鰻の一通りの説明が済んだので、いよいよ調理における関東と関西の扱いの違いについて話してみよう。
関西風では鰻を割く時、腹から包丁を入れ、頭から尾までを皮を下にして並べて串を打ち、素焼きにした後、照りが出るまでタレを付けながら焼き上げるのが一般的である。割いた後、じかに焼き上げる為、脂肪分が抜けず、鰻本来の濃厚な味に仕上がる。地域によっては、頭を落としてから焼く方法もある。
頭だけを「半助」と称して、かなり以前から売っていた。頭部の骨や軟骨を包丁の峰や刃で叩き砕いたものを、焼鳥のように小串に刺し焼いた物もあり、これは思いのほかやわらかくおいしい。後に関東にも伝わり、“カブト”として売られた。「半助」は料理のダシにも良く、古くから使われていた。鰻の頭と野菜や豆腐を土鍋で煮た「半助鍋」は、料理人の半助が考案したので、その名がついたといわれている。
関東風では鰻を背開きにする。割いた鰻をいくつかの大きさに切り分け、竹か金の串で打つ。串の大きさから、関西のを大串、関東では小串と呼ぶ。この小串を素焼きした後蒸し、適度の脂肪分を抜き、タレをつけて焼き上げる。蒸すことにより、肉や皮もやわらかくなり味もやや軽くなる。なぜ蒸すようになったのか定かではないが、地鰻の脂肪の乗り具合の差によるのではないかといわれている。
関東風の割き方は、江戸は武家社会の為、切腹を連想させる腹から包丁を入れることを、縁起をかつぎ忌み嫌ったことによる。また蒸す為には、背開きでないと身がくずれやすいという不都合もあった。

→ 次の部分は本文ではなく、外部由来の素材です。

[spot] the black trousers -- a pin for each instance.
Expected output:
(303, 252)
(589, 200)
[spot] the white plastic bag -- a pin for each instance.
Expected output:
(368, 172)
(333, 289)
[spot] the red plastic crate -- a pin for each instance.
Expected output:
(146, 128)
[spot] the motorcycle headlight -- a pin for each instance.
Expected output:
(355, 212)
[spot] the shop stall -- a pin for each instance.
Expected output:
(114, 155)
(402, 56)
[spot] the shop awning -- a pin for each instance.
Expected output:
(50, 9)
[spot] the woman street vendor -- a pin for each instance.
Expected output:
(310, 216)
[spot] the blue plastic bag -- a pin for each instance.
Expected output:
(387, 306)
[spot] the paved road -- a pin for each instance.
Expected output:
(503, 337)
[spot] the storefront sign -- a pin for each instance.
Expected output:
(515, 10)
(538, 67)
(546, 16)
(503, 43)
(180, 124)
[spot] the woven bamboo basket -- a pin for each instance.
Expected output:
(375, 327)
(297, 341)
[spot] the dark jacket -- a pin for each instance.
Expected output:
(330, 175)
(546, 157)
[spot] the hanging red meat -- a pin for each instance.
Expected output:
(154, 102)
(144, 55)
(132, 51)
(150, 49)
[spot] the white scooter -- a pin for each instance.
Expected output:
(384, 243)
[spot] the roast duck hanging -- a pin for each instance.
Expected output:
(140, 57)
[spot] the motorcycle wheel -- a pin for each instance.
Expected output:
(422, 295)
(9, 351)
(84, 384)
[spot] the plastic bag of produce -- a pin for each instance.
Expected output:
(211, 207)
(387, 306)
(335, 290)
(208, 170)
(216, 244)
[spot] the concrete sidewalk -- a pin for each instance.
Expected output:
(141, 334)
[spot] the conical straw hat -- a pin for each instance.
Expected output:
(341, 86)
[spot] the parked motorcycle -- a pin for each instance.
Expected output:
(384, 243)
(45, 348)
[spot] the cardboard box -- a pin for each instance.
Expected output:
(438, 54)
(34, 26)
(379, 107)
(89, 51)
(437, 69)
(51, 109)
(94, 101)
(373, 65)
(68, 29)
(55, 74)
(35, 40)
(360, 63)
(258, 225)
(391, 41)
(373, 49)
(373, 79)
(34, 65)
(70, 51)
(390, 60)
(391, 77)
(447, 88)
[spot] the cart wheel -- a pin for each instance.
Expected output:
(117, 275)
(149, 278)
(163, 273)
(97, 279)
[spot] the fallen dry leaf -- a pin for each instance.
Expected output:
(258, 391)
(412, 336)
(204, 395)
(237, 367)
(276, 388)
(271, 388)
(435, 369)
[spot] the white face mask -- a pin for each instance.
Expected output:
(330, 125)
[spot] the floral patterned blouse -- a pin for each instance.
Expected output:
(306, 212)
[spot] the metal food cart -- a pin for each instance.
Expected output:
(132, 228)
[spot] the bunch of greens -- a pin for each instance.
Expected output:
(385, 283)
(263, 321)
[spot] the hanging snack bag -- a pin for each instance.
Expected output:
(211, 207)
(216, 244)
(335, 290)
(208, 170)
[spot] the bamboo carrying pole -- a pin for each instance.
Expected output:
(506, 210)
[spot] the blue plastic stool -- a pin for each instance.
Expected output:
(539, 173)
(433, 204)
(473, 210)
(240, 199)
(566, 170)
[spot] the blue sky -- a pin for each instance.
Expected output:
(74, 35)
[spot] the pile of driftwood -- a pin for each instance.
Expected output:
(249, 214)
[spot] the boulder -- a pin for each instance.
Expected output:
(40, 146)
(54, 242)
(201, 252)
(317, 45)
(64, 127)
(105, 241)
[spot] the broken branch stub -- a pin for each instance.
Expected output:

一方関西は商人の町なので、「腹割って、儲け話でもせえへんか」と腹から包丁を入れたとの説もある。これらの調理行程をスムーズに進めていくのに、関東、関西、中京とそれぞれ異なった形の割き包丁が使用される。
この東西の分岐点は、かつての養殖鰻産業の中心地浜名湖辺である。俗に湖の東側は関東風、西側は関西風(中京風も含めて)といわれている。